Find the domain of each of the following real function.

Solution:

(i) Given: $f(x)=\frac{3 x+5}{x^{2}-9}$

Need to find: Where the functions are defined.

To find the domain of the function f(x) we need to equate the denominator to 0.

Therefore,

$x^{2}-9=0$

$\Rightarrow x^{2}=9$

$\Rightarrow^{x=\pm 3}$

It means that the denominator is zero when $x=3$ and $x=-3$

So, the domain of the function is the set of all the real numbers except $+3$ and $-3$.

The domain of the function, $\mathrm{D} \mathrm{f}(\mathrm{x})=(-\infty,-3) \cup(-3,3) \cup(3, \infty)$.

(ii) Given: $f(x)=\frac{2 x-3}{x^{2}+x-2}$

Need to find: Where the functions are defined.

To find the domain of the function f(x) we need to equate the denominator to 0.

Therefore

$x^{2}+x-2=0$

$\Rightarrow^{x^{2}+2 x-x-2}=0$

$\Rightarrow x(x+2)-1(x+2)=0$

$\Rightarrow(x+2)(x-1)=0$

$\Rightarrow^{x=-2} \& x=1$

It means that the denominator is zero when $x=1$ and $x=-2$

So, the domain of the function is the set of all the real numbers except 1 and $-2$.

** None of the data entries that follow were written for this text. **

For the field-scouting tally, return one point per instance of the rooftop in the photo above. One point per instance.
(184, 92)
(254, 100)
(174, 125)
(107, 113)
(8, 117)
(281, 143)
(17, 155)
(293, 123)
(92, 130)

The domain of the function, $D_{f(x)}=(-\infty,-2) \cup(-2,1) \cup(1, \infty)$.

(iii) Given: $f(x)=\frac{x^{2}-2 x+1}{x^{2}-8 x+12}$

Need to find: Where the functions are defined.

To find the domain of the function f(x) we need to equate the denominator to 0.

Therefore,

$x^{2}-8 x+12=0$

$\Rightarrow x^{2}-2 x-6 x+12=0$

$\Rightarrow x(x-2)-6(x-2)=0$

$\Rightarrow(x-2)(x-6)=0$

$\Rightarrow^{x=2} \&^{x=6}$

It means that the denominator is zero when x = 2 and x = 6

So, the domain of the function is the set of all the real numbers except 2 and 6 .

The domain of the function, $\mathrm{D}^{\mathrm{t}(x)}=(-\infty, 2) \cup(2,6) \cup(6, \infty)$.

(iv) Given: $f(x)=\frac{x^{3}-8}{x^{2}-1}$

Need to find: Where the functions are defined.

To find the domain of the function f(x) we need to equate the denominator to 0.

Therefore

$x^{2}-1=0$

$\Rightarrow x^{2}=1$

$\Rightarrow x=\pm 1$

It means that the denominator is zero when $x=-1$ and $x=1$

So, the domain of the function is the set of all the real numbers except $-1$ and $+1$.

The domain of the function, $D_{f(x)}=(-\infty,-1) \cup(-1,1) \cup(1, \infty)$.